Geiger David K, Parsons Dylan E
Department of Chemistry, State University of New York-College at Geneseo, 1 College Circle, Geneseo, NY 14454, USA.
Acta Crystallogr C Struct Chem. 2014 Jul;70(Pt 7):681-8. doi: 10.1107/S2053229614013485. Epub 2014 Jun 14.
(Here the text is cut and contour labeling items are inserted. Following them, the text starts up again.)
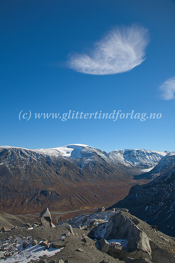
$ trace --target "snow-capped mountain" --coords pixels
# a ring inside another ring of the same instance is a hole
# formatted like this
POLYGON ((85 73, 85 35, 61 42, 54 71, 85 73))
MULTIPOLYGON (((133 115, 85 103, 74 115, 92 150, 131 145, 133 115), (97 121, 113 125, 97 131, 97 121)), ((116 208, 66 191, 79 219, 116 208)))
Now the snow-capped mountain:
MULTIPOLYGON (((88 145, 78 144, 32 150, 50 156, 69 157, 68 159, 70 160, 71 158, 80 160, 83 159, 83 165, 85 161, 87 163, 98 157, 109 163, 124 165, 128 168, 138 168, 140 171, 141 167, 143 168, 142 170, 152 168, 169 153, 168 151, 160 152, 133 149, 122 150, 115 150, 108 153, 88 145)), ((71 160, 73 162, 72 159, 71 160)), ((82 166, 81 164, 81 167, 82 166)), ((138 173, 138 171, 137 171, 136 173, 138 173)))
MULTIPOLYGON (((142 174, 140 175, 134 176, 135 179, 139 179, 141 178, 150 179, 156 175, 163 175, 166 172, 171 170, 175 166, 175 152, 169 153, 161 159, 157 164, 152 169, 147 171, 146 170, 144 174, 142 174)), ((144 170, 142 170, 144 171, 144 170)))
POLYGON ((155 166, 166 152, 115 150, 85 144, 31 150, 0 147, 0 209, 36 212, 108 206, 132 185, 146 182, 133 175, 155 166))
MULTIPOLYGON (((157 167, 167 168, 167 160, 173 156, 174 161, 174 153, 168 154, 157 167)), ((175 167, 148 183, 132 187, 128 195, 109 209, 120 207, 129 209, 150 225, 158 226, 160 231, 175 236, 175 167)))

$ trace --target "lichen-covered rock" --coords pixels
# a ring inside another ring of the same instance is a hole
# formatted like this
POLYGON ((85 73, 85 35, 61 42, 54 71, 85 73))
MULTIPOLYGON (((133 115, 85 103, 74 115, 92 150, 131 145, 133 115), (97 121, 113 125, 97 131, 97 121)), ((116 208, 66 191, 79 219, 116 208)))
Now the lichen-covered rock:
POLYGON ((104 239, 127 239, 128 244, 122 250, 110 249, 110 256, 122 260, 127 257, 134 258, 146 258, 151 259, 151 249, 149 239, 122 212, 115 214, 109 219, 104 239))
POLYGON ((41 212, 40 219, 41 225, 42 226, 44 226, 55 227, 55 226, 52 222, 50 213, 47 207, 46 207, 42 212, 41 212))

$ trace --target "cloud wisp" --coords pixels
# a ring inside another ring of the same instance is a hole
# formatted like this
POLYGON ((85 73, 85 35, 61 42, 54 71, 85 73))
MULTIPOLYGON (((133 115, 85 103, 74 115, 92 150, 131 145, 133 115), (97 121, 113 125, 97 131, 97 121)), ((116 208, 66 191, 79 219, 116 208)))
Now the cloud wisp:
POLYGON ((76 71, 92 75, 126 72, 145 59, 148 30, 133 24, 116 28, 94 45, 89 54, 71 53, 68 65, 76 71))
POLYGON ((175 77, 169 79, 159 87, 162 93, 161 98, 171 100, 175 98, 175 77))

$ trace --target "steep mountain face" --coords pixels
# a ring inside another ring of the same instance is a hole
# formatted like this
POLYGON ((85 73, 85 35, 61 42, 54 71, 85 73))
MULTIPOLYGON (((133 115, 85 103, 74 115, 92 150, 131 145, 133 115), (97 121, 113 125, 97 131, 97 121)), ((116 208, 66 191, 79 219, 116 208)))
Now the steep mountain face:
POLYGON ((81 168, 91 161, 100 158, 113 166, 121 166, 125 168, 127 167, 133 175, 138 174, 142 171, 142 170, 153 168, 169 153, 168 151, 160 152, 133 149, 115 150, 107 153, 98 149, 81 144, 33 150, 49 156, 64 156, 74 163, 76 163, 75 159, 80 160, 79 163, 80 163, 81 168))
POLYGON ((160 231, 175 236, 175 190, 174 167, 148 183, 133 187, 127 196, 108 209, 127 208, 148 223, 158 226, 160 231))
POLYGON ((175 152, 172 152, 167 153, 151 170, 144 174, 135 175, 134 177, 136 179, 142 178, 150 179, 156 175, 165 174, 170 170, 174 166, 175 166, 175 152))
POLYGON ((167 153, 127 150, 127 158, 126 150, 108 153, 84 144, 34 150, 2 146, 0 209, 17 214, 48 205, 52 211, 108 206, 124 197, 132 185, 145 183, 133 180, 133 175, 167 153))

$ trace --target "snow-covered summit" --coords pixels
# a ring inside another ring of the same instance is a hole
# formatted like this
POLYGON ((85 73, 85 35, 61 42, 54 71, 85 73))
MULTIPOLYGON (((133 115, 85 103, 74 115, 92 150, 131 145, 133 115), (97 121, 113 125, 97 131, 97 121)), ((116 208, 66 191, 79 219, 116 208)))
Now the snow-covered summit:
POLYGON ((78 159, 81 157, 80 153, 82 149, 86 147, 90 147, 90 146, 85 144, 75 144, 56 148, 35 149, 33 150, 40 153, 55 156, 61 155, 65 157, 70 157, 78 159))

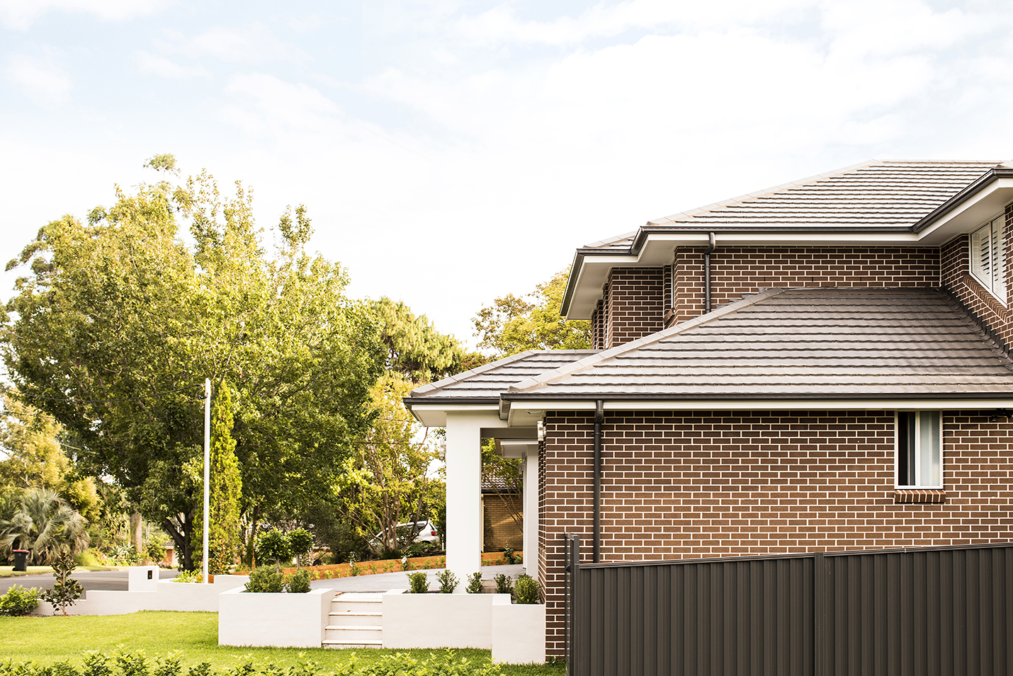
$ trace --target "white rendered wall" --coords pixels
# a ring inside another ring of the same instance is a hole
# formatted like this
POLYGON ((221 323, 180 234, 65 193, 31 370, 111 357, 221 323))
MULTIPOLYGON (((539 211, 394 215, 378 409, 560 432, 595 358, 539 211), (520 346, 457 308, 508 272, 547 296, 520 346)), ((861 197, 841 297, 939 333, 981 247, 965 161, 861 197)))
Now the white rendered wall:
POLYGON ((447 569, 461 582, 461 593, 467 576, 482 566, 480 436, 489 422, 485 412, 447 413, 447 569))
MULTIPOLYGON (((536 447, 537 448, 537 447, 536 447)), ((529 450, 524 458, 524 568, 528 575, 538 571, 538 452, 529 450)))

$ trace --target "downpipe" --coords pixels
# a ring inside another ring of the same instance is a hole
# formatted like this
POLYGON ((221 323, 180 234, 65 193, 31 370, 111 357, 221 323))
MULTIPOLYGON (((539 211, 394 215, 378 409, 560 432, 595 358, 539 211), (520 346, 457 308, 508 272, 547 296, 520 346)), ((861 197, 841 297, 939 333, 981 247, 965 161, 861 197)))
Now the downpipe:
POLYGON ((592 561, 602 560, 602 423, 605 402, 595 402, 595 502, 593 507, 592 561))
POLYGON ((710 255, 714 253, 714 233, 707 233, 710 243, 703 252, 703 307, 704 314, 710 312, 710 255))

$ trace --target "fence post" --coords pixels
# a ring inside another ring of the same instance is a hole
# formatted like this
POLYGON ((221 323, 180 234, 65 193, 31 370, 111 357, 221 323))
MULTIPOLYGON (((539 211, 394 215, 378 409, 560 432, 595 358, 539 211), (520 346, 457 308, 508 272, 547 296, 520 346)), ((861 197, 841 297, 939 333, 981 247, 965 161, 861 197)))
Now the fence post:
POLYGON ((576 626, 576 579, 577 571, 580 569, 580 538, 577 535, 566 534, 563 535, 563 541, 565 542, 565 631, 566 631, 566 642, 565 642, 565 652, 564 658, 566 660, 566 676, 576 676, 578 670, 573 664, 573 657, 575 652, 573 650, 574 643, 574 627, 576 626))
POLYGON ((812 562, 812 662, 814 676, 827 674, 827 563, 816 552, 812 562))

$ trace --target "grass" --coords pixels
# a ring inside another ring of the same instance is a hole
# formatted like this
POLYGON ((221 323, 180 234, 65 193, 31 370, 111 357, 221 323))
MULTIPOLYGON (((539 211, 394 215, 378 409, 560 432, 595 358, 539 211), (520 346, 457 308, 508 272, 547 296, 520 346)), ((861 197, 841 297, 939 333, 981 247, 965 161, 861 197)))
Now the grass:
MULTIPOLYGON (((218 614, 214 612, 141 611, 129 615, 76 615, 70 617, 0 617, 0 659, 40 664, 68 661, 81 667, 81 654, 97 650, 110 655, 116 646, 143 650, 149 657, 181 651, 184 668, 208 662, 216 670, 236 665, 247 655, 260 663, 288 668, 300 656, 320 663, 326 675, 348 661, 353 653, 361 667, 384 655, 410 653, 424 658, 434 651, 381 649, 332 650, 307 648, 235 648, 218 645, 218 614)), ((460 657, 488 660, 489 651, 462 649, 460 657)), ((555 666, 502 665, 508 676, 563 676, 555 666)))

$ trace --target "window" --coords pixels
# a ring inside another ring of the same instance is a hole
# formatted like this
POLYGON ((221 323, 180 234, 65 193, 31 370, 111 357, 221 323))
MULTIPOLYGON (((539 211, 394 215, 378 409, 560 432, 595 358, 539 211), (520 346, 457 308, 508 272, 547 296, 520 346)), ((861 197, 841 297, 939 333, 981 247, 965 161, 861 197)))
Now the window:
POLYGON ((1006 303, 1005 229, 1006 217, 1000 216, 970 234, 970 273, 1003 303, 1006 303))
POLYGON ((939 411, 897 414, 897 487, 943 487, 943 420, 939 411))

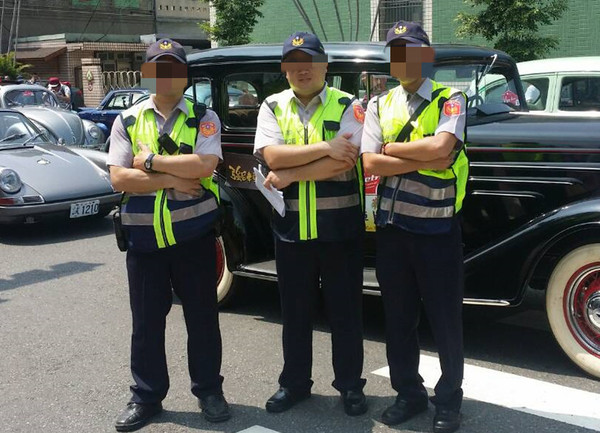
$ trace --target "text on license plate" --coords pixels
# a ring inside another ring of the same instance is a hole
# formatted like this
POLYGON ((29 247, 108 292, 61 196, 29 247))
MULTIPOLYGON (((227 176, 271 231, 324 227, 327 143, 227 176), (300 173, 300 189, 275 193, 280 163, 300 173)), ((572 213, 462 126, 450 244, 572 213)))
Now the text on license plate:
POLYGON ((71 204, 71 218, 96 215, 100 207, 100 200, 82 201, 71 204))

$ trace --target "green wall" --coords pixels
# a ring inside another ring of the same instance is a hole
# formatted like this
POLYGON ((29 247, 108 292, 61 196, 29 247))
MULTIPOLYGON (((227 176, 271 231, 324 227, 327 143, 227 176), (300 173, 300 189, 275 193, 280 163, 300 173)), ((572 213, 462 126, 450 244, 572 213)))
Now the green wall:
MULTIPOLYGON (((321 42, 344 40, 340 32, 333 0, 316 0, 315 2, 302 0, 301 3, 321 42), (319 25, 314 3, 319 7, 325 34, 319 25)), ((360 7, 358 40, 366 41, 369 40, 371 32, 371 6, 368 0, 359 0, 358 3, 360 7)), ((348 0, 337 0, 337 4, 345 40, 355 40, 356 0, 350 0, 350 8, 348 7, 348 0), (352 28, 350 27, 350 13, 352 14, 352 28)), ((259 19, 252 32, 254 43, 281 43, 296 31, 310 31, 292 0, 266 0, 261 12, 264 17, 259 19)))
MULTIPOLYGON (((459 11, 471 12, 463 0, 433 0, 433 40, 442 43, 475 43, 490 46, 483 38, 458 39, 459 11)), ((569 9, 553 24, 544 26, 540 33, 556 36, 558 47, 548 57, 598 56, 600 55, 600 1, 569 0, 569 9)), ((510 54, 510 53, 509 53, 510 54)))

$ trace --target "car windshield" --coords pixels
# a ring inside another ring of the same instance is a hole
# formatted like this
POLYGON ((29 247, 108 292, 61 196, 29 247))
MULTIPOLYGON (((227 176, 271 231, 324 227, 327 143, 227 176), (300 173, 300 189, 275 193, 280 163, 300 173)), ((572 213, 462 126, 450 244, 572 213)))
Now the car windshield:
POLYGON ((488 63, 436 65, 433 79, 466 93, 469 106, 506 104, 515 110, 525 105, 517 89, 519 80, 514 70, 490 60, 488 63), (491 67, 490 67, 491 66, 491 67))
POLYGON ((5 107, 39 105, 58 108, 56 97, 46 89, 14 89, 4 94, 5 107))
MULTIPOLYGON (((426 72, 429 78, 440 84, 464 92, 469 98, 469 106, 483 104, 505 104, 514 110, 522 110, 525 104, 517 89, 519 80, 512 68, 492 62, 446 61, 437 63, 426 72), (486 69, 489 69, 486 72, 486 69)), ((360 98, 366 102, 400 83, 389 75, 363 73, 360 81, 360 98), (367 83, 367 76, 369 81, 367 83), (368 85, 368 87, 367 87, 368 85)))
POLYGON ((23 115, 0 112, 0 149, 47 141, 23 115))

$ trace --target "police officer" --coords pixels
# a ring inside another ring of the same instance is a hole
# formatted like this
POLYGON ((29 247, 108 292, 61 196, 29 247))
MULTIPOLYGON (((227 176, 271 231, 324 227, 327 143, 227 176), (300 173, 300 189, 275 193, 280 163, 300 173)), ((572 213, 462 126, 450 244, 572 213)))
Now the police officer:
POLYGON ((258 115, 255 155, 270 168, 265 186, 283 190, 273 212, 283 316, 284 366, 269 412, 310 397, 312 309, 321 283, 333 345, 333 387, 348 415, 367 410, 362 342, 363 176, 357 165, 364 111, 327 86, 319 39, 297 32, 283 45, 290 89, 268 97, 258 115))
POLYGON ((133 315, 135 384, 117 431, 137 430, 162 410, 172 290, 188 331, 192 393, 208 421, 230 418, 220 375, 215 271, 218 189, 212 173, 222 158, 220 123, 214 112, 183 98, 187 64, 180 44, 159 40, 146 56, 143 84, 155 93, 116 119, 107 162, 114 188, 125 192, 121 217, 133 315))
POLYGON ((463 378, 463 259, 459 212, 468 161, 465 96, 424 78, 434 51, 421 26, 400 21, 387 34, 400 86, 369 101, 362 137, 365 170, 381 176, 376 271, 386 316, 387 356, 398 396, 382 421, 427 409, 419 375, 421 301, 438 346, 442 376, 431 398, 435 432, 460 426, 463 378))

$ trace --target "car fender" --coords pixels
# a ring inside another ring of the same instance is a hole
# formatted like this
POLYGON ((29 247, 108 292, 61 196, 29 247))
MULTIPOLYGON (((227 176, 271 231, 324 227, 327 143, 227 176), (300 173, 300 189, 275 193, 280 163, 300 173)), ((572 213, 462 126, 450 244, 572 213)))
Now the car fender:
POLYGON ((220 233, 225 242, 227 265, 230 271, 239 266, 273 257, 273 244, 268 221, 261 218, 254 203, 240 190, 229 186, 225 178, 215 174, 219 186, 221 223, 220 233))
POLYGON ((600 238, 600 198, 582 200, 547 212, 503 239, 471 253, 465 259, 466 278, 503 287, 504 293, 506 287, 514 287, 512 296, 506 300, 518 304, 536 276, 536 269, 542 272, 539 266, 548 259, 548 254, 568 251, 568 240, 574 242, 573 247, 577 246, 575 242, 581 244, 577 234, 584 232, 600 238), (506 271, 498 272, 499 266, 506 271), (496 278, 489 281, 489 275, 496 278))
The structures of 4-nitrobenzene-1,2-diamine [C6H7N3O2, (I)], 2-amino-5-nitroanilinium chloride [C6H8N3O2(+)·Cl(-), (II)] and 2-amino-5-nitroanilinium bromide monohydrate [C6H8N3O2(+)·Br(-)·H2O, (III)] are reported and their hydrogen-bonded structures described. The amine group para to the nitro group in (I) adopts an approximately planar geometry, whereas the meta amine group is decidedly pyramidal. In the hydrogen halide salts (II) and (III), the amine group meta to the nitro group is protonated. Compound (I) displays a pleated-sheet hydrogen-bonded two-dimensional structure with R2(2)(14) and R4(4)(20) rings. The sheets are joined by additional hydrogen bonds, resulting in a three-dimensional extended structure. Hydrohalide salt (II) has two formula units in the asymmetric unit that are related by a pseudo-inversion center. The dominant hydrogen-bonding interactions involve the chloride ion and result in R4(2)(8) rings linked to form a ladder-chain structure. The chains are joined by N-H···Cl and N-H···O hydrogen bonds to form sheets parallel to (010). In hydrated hydrohalide salt (III), bromide ions are hydrogen bonded to amine and ammonium groups to form R4(2)(8) rings. The water behaves as a double donor/single acceptor and, along with the bromide anions, forms hydrogen bonds involving the nitro, amine, and ammonium groups. The result is sheets parallel to (001) composed of alternating R5(5)(15) and R6(4)(24) rings. Ammonium N-H···Br interactions join the sheets to form a three-dimensional extended structure. Energy-minimized structures obtained using DFT and MP2 calculations are consistent with the solid-state structures. Consistent with (II) and (III), calculations show that protonation of the amine group meta to the nitro group results in a structure that is about 1.5 kJ mol(-1) more stable than that obtained by protonation of the para-amine group. DFT calculations on single molecules and hydrogen-bonded pairs of molecules based on structural results obtained for (I) and for 3-nitrobenzene-1,2-diamine, (IV) [Betz & Gerber (2011). Acta Cryst. E67, o1359] were used to estimate the strength of the N-H···O(nitro) interactions for three observed motifs. The hydrogen-bonding interaction between the pairs of molecules examined was found to correspond to 20-30 kJ mol(-1).
报道了4-硝基苯-1,2-二胺[C₆H₇N₃O₂, (I)]、2-氨基-5-硝基苯胺盐酸盐[C₆H₈N₃O₂(+)·Cl⁻, (II)]和2-氨基-5-硝基苯胺氢溴酸盐一水合物[C₆H₈N₃O₂(+)·Br⁻·H₂O, (III)]的结构,并描述了它们的氢键结构。(I)中硝基对位的胺基采用近似平面的几何构型,而间位胺基则明显呈金字塔形。在卤化氢盐(II)和(III)中,硝基间位的胺基被质子化。化合物(I)呈现出具有R₂(2)(14)和R₄(4)(20)环的褶皱片状氢键二维结构。这些片层通过额外的氢键连接,形成三维扩展结构。氢卤酸盐(II)在不对称单元中有两个通过假反演中心相关的化学式单元。主要的氢键相互作用涉及氯离子,并形成连接成梯链结构的R₄(2)(8)环。这些链通过N-H···Cl和N-H···O氢键连接形成平行于(010)的片层。在水合氢卤酸盐(III)中,溴离子与胺基和铵基形成氢键,形成R₄(2)(8)环。水作为双供体/单受体,与溴离子一起形成涉及硝基、胺基和铵基的氢键。结果是形成了由交替的R₅(5)(15)和R₆(4)(24)环组成的平行于(001)的片层。铵基的N-H···Br相互作用将这些片层连接起来,形成三维扩展结构。使用DFT和MP2计算得到的能量最小化结构与固态结构一致。与(II)和(III)一致,计算表明硝基间位胺基的质子化导致的结构比对位胺基质子化得到的结构稳定约1.5 kJ mol⁻¹。基于(I)和3-硝基苯-1,2-二胺(IV)[Betz & Gerber (2011). Acta Cryst. E67, o1359]的结构结果对单分子和氢键分子对进行的DFT计算用于估计三种观察到的基序的N-H···O(硝基)相互作用强度。发现所研究的分子对之间的氢键相互作用对应于20 - 30 kJ mol⁻¹。